According to a 2016 study by scientists at the University of St. Andrews:
…an earworm must possess five key elements: rhythmic repetition, predictability, surprise, melodic potency, and receptiveness (how the listener feels about the song). The formula is expressed as receptiveness + (predictability-surprise) + (melodic potency) + (rhythmic repetition x1.5) = earworm
I’m no mathematician, but really? Still, based on that goofy equation, these researchers identified the 20 most addictive earworm songs of all time. They include (and skip the rest of this sentence if you are susceptible): Queen’s “Bohemian Rhapsody," Journey’s “Don’t Stop Believing,” Culture Club’s “Karma Chameleon” and Michael Jackson’s “Beat It.” There are many more, depending on which top-20-most-annoying-musical-experiences list you look at, but suffice it to say, Queen (the band, not the late monarch) rules, with three songs in the top 20.

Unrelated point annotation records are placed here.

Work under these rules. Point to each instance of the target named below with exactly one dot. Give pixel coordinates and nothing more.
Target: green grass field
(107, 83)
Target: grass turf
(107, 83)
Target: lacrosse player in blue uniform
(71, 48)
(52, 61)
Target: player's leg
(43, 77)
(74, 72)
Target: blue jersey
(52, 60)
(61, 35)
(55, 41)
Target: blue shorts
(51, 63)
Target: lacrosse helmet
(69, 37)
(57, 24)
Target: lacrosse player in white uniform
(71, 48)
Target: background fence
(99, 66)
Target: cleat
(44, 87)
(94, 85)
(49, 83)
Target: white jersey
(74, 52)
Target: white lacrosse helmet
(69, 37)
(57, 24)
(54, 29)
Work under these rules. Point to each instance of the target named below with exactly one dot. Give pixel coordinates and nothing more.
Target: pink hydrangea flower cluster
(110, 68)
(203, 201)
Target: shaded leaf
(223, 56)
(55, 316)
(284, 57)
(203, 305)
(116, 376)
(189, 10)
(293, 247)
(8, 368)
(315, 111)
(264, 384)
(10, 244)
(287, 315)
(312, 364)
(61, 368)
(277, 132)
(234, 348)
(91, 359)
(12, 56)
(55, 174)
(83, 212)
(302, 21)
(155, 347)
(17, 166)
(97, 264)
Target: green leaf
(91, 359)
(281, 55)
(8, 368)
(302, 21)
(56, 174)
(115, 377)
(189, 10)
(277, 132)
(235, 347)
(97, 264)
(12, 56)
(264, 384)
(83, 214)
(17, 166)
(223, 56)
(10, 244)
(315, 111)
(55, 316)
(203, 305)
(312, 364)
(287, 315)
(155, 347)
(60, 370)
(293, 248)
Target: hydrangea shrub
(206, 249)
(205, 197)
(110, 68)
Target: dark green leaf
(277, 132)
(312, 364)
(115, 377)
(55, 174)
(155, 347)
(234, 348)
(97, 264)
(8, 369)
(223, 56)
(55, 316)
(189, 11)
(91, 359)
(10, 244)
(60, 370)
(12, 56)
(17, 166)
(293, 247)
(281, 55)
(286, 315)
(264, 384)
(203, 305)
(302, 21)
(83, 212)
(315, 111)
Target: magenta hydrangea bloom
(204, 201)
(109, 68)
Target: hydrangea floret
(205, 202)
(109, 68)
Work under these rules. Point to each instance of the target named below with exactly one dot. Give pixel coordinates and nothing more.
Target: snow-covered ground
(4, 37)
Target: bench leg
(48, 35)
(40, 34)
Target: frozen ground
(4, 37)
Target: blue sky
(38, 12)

I’m honestly not sure what to do with this information, except perhaps to use one of those tunes to ram “Ventura Highway” out of its spot at the top of my mental chart. Indeed, thinking of other songs is the most frequently recommended cure for an earworm. But would waking up to the silent strains of “Girl from Ipanema” really be any better?
It might be. It could well be an improvement over the torrent of terrible news with which I typically start my day.
But I won’t get the chance to find out, because today, “Ventura Highway” has been replaced by “A Horse with No Name,” yet another classic by America. Despite its grammatically tortured lyrics and its endless La, La, La La, La, this new tune has persisted with the same ruthlessness as its predecessor.

In E.B. White’s story, the weaponized earworm is stunningly effective:
In forty-eight hours the peoples were hopelessly mad, ravaged by an ineradicable noise, ears shattered, minds unseated. … No one could hear anything except the noise in his own head.
And now it strikes me: The fact that “Ventura Highway” and “Horse with No Name” were both sung by the band America may be coincidence, but I choose to consider it a metaphor.
These tunes in my head are my attempt to reconfigure the noise in my head — the perpetual breaking news and viral videos and threats and conspiracies and outrages darting through every social media channel — the frenzied refrains that are now the sound of America. They don’t help me avoid the chaos and suffering outside my head, but they do bring new mental and emotional muscles to bear on the task of coping, of persevering. Those essential earworm ingredients like rhythm, repetition and — best of all — surprise, are proof that my brain can break out of the doomscrolling loop, even if just to enter another kind of loop for a while.
Maybe that study I dismissed was right. Maybe these songs are a “mood regulatory mechanism” for me, a desperately needed reminder that songs can drown out lies, that music will outfox those who seek to infiltrate our minds with false dangers.
Now I just need my subconscious to pick better tunes. To coax it along, I think I’ll go listen to “A Change is Gonna Come.”